Regulatory Affairs Senior Manager

Abbott is a global healthcare leader that helps people live more fully at all stages of life. Our portfolio of life-changing technologies spans the spectrum of healthcare, with leading businesses and products in diagnostics, medical devices, nutritionals and branded generic medicines. Our 114,000 colleagues serve people in more than 160 countries.

This regulatory affairs senior manager position is an onsite opportunity working out of our Santa Clara, CA location in the Abbott Vascular Division.  The candidate will combine knowledge of scientific, regulatory, and business issues to enable products, including combination products, that are developed, manufactured or distributed to meet required legislation. This new team member has department/group/site level influence and is generally recognized as an expert resource and mentor within the department.

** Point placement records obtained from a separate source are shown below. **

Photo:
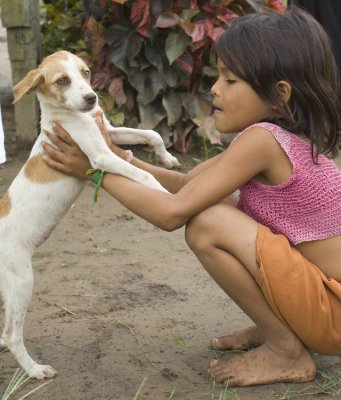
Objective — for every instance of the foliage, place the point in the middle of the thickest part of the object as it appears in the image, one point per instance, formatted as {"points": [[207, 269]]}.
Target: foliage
{"points": [[151, 59]]}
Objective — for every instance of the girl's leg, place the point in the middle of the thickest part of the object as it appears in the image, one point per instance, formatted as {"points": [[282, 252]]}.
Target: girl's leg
{"points": [[224, 240], [244, 339]]}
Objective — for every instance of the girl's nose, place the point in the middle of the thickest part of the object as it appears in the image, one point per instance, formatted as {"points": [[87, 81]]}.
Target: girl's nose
{"points": [[214, 90]]}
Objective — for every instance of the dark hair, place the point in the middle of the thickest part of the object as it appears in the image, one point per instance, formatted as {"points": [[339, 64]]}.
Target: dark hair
{"points": [[265, 48]]}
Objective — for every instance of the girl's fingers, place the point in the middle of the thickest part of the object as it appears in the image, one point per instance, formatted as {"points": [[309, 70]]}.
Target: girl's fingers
{"points": [[63, 135], [104, 132], [54, 164]]}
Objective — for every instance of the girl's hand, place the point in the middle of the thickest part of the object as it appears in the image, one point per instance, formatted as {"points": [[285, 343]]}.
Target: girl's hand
{"points": [[68, 158]]}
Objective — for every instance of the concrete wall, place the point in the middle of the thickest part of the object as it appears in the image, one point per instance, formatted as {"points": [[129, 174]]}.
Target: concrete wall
{"points": [[21, 19]]}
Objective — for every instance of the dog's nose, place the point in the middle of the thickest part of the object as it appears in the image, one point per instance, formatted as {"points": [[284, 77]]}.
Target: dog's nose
{"points": [[90, 98]]}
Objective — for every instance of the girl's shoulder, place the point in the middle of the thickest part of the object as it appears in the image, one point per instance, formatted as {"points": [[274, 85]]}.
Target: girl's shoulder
{"points": [[288, 141]]}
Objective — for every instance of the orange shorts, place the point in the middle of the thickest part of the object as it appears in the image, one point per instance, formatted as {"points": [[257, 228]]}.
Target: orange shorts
{"points": [[299, 294]]}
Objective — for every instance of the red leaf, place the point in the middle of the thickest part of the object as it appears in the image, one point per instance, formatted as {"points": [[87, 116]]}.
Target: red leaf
{"points": [[116, 91]]}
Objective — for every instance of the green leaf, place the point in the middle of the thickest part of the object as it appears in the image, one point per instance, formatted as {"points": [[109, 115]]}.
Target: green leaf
{"points": [[151, 115], [176, 44], [148, 83]]}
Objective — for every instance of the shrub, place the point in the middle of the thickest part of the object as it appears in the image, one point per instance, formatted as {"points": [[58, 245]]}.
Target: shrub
{"points": [[151, 59]]}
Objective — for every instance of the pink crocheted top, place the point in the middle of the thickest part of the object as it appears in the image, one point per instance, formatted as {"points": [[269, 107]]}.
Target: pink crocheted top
{"points": [[306, 207]]}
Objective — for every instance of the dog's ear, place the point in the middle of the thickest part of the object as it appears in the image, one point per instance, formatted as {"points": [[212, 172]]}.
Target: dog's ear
{"points": [[27, 84]]}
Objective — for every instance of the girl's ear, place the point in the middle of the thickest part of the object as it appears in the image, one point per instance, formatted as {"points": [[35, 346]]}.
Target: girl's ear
{"points": [[29, 83], [284, 89]]}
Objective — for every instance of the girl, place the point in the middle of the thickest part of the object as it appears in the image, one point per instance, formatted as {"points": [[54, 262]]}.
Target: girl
{"points": [[276, 252]]}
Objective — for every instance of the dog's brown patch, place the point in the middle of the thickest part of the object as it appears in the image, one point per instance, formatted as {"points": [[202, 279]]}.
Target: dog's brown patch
{"points": [[36, 170], [5, 205]]}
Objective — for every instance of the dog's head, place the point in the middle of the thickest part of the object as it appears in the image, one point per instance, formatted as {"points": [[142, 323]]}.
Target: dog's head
{"points": [[62, 80]]}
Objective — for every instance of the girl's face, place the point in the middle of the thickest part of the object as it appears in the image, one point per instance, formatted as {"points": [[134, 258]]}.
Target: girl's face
{"points": [[237, 105]]}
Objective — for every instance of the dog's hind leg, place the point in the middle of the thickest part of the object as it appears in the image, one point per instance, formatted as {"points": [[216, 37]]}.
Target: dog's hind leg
{"points": [[17, 292]]}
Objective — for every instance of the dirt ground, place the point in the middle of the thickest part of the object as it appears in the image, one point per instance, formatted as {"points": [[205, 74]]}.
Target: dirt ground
{"points": [[119, 304]]}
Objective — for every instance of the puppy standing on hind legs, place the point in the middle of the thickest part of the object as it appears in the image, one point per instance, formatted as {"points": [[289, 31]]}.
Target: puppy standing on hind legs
{"points": [[39, 196]]}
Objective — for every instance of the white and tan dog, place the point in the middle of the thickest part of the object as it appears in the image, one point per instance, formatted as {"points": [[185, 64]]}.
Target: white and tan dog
{"points": [[39, 197]]}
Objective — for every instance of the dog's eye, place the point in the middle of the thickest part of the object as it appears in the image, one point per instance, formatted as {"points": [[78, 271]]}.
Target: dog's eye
{"points": [[62, 81]]}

Roles and Responsibilities 

• Provide regulatory input to product lifecycle planning. Provide strategic input and technical guidance on regulatory requirements to development teams.
• Prepare robust regulatory applications (FDA and international regulatory agencies) to achieve departmental and organizational objectives.
• Assist in the development of multi-country regulatory strategy and update strategy based upon regulatory changes.
• Support pre and post approval clinical strategy and submission activities.
• Anticipate regulatory obstacles and emerging issues throughout the product lifecycle and develop solutions with other members of regulatory and related teams.
• Assess the acceptability of development, quality, preclinical and clinical documentation for submission filing.  Compile, prepare, review and submit regulatory submissions to authorities.
• Negotiate and interact with regulatory authorities during the development and review process to ensure submission approval.
• Ensure compliance with US and global product post marketing approval requirements.
• Evaluate proposed preclinical, clinical and manufacturing changes for regulatory filing strategies.
• Execute and manage technical and scientific regulatory activities. Must function independently as a decisionmaker on regulatory issues and must assure that deadlines are met.
• Effectively communicate, prepare, and negotiate both internally and externally with various regulatory agencies. Properly interpret and apply regulatory requirements.
• Interface with a variety of management levels on significant matters, often requiring the coordination of activity across organizational units.
• Provide leadership and guidance towards achieving department objectives and act as a mentor to less-experienced staff.
• May supervise exempt or non-exempt employees.
• May lead a cross-functional or cross-divisional project team.
• Responsible for compliance with applicable Corporate and Divisional Policies and procedures.

Required Qualifications

• Bachelor's Degree in a related field OR an equivalent combination of education and work experience.
• Minimum 9 years related experience.
• Provides direction and monitors progress of exempt specialists and/or supervisory staff toward departmental goals.
• Monitors costs of projects and of human and material resources within a department or unit.
• Monitors company-wide indicators such as market share and profitability.
• Monitors external environment in area of technical or professional responsibility.
• Develops and/or identifies new work processes and the improved utilization of human and material resources within the assigned or related functions or groups.
• Facilitates others' participation in the continuous improvement program.
• Investigates and solves problems that impact work processes and personnel within or across units or departments.
• Develops and communicates a vision for the organizational unit assigned.

Preferred Qualifications

• Bachelor's degree in science, math, engineering, or medical fields.
• Master’s or Ph.D. in a technical area.
• Previous experience with PMA / IDE and international submissions.
• Experience with combination product and/or Class III medical devices.
• Experience with IDE trial strategy and post market clinical activities.
• Ability to define regulatory strategy. Able to follow scientific arguments, identify regulatory scientific data needs and solve regulatory issues.
• Experience with post-approval manufacturing and design changes.
• Ability to effectively communicate verbally and in writing, prepare, and negotiate both internally and externally with various regulatory agencies.
• Ability to work effectively on cross-functional teams.
• Strong attention to detail.
• Experience with organizing and tracking complex information.  Able to juggle multiple and competing priorities.
• Experience with exercising judgment within broadly defined practices and policies in selecting methods, techniques and evaluation criteria for obtaining results.  Has broad knowledge of various technical alternatives and their potential impact on the business.
• Uses in-depth knowledge of business functions and cross group dependencies/ relationships.